- Interactive map of Ellice Swamp
- Location: Perth County, Ontario, Ontario, Canada
- Coordinates: 43°47′N 80°10′W﻿ / ﻿43.783°N 80.167°W
- Established: 1946 (as Class 2 Provincially Significant wetland)
- Named for: Ellice Township (Ontario)
- Governing body: Upper Thames River Conservation Authority and Grand River Conservation Authority
- Website: www.thamesriver.on.ca/wetlands_and_natural_areas/ellice_gadshill_swamps.htm

= Ellice Swamp =

Ellice Swamp is a large woodlot in Perth County, Ontario. The swamp covers approximately 856 ha. It is located between Stratford and Milverton in the northeastern portion of the Thames River Watershed, between the North Branch of the Thames and the Nith River.

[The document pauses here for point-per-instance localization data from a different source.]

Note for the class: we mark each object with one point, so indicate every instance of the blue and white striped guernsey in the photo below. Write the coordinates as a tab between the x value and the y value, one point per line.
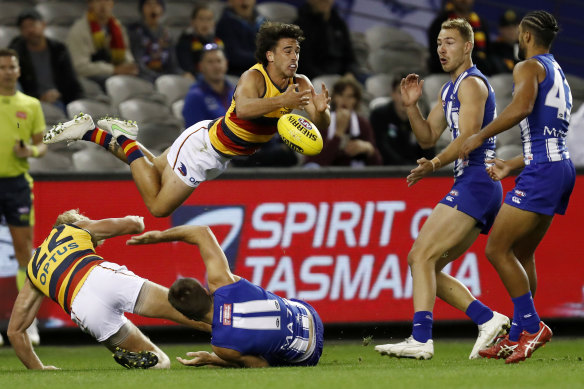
451	106
544	131
253	321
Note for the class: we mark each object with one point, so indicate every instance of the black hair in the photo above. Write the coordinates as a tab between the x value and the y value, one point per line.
543	26
270	33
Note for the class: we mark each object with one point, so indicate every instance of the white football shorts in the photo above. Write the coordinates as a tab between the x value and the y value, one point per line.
108	292
192	157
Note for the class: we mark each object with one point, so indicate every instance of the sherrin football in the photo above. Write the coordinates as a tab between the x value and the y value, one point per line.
300	134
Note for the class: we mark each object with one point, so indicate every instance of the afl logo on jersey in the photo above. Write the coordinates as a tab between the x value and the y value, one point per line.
182	169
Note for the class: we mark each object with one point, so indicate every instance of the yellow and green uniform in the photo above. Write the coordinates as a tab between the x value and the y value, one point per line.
62	263
21	117
232	136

Historically, it was known as Ellice Huckleberry Swamp and was part of the Huron Tract administered by the Canada Company. The wetland is 100% palustrine with 100% organic substrates.

It is primarily owned by the Upper Thames River Conservation Authority; the northern section of Ellice Swamp being owned by the Grand River Conservation Authority.

== Flora and fauna ==
Although the swamp is covered with sphagnum moss, woody vegetation is replacing the traditional wet bog species. Poplar, black ash and silver maple forest cover most of the area. Although the swamp's historical name "Huckleberry Swamp" suggests the presence of the huckleberry plant, it has been eliminated from the area.

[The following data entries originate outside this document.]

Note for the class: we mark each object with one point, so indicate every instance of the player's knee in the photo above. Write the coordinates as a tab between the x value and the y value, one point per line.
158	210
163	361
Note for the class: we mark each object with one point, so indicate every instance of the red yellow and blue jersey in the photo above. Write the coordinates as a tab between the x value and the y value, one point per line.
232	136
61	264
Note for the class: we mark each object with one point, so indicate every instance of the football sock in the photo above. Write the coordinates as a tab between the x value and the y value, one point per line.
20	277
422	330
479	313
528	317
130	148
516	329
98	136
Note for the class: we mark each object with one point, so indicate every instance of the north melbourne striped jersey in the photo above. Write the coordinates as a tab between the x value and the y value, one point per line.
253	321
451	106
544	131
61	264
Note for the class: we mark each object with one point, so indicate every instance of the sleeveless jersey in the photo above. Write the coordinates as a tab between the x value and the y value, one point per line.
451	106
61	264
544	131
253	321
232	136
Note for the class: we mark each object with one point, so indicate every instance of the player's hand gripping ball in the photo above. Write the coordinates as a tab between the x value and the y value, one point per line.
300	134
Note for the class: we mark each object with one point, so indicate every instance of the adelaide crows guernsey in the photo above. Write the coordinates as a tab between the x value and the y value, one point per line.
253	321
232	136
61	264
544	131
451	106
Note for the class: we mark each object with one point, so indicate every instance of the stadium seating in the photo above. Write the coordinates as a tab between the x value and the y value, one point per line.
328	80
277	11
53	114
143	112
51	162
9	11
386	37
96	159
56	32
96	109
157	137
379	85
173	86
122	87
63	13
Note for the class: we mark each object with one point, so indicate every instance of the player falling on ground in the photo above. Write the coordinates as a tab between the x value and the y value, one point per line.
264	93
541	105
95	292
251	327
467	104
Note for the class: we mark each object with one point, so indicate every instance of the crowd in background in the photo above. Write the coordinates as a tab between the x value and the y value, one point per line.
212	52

=== Golden winged warbler ===

The golden-winged warbler is a New World warbler. It breeds in southeastern and south-central Canada and the Appalachian Mountains northeastern to north-central United States. The majority (~70%) of the global population breeds in Wisconsin, Minnesota, and Manitoba. Golden-winged warbler populations are slowly expanding northwards, but are generally declining across its range, most likely as a result of habitat loss and competition/interbreeding with the very closely related blue-winged warbler.

According to the Upper Thames River Conservation Authority, the golden-winged warbler is found only at the Ellice Swamp within Perth County.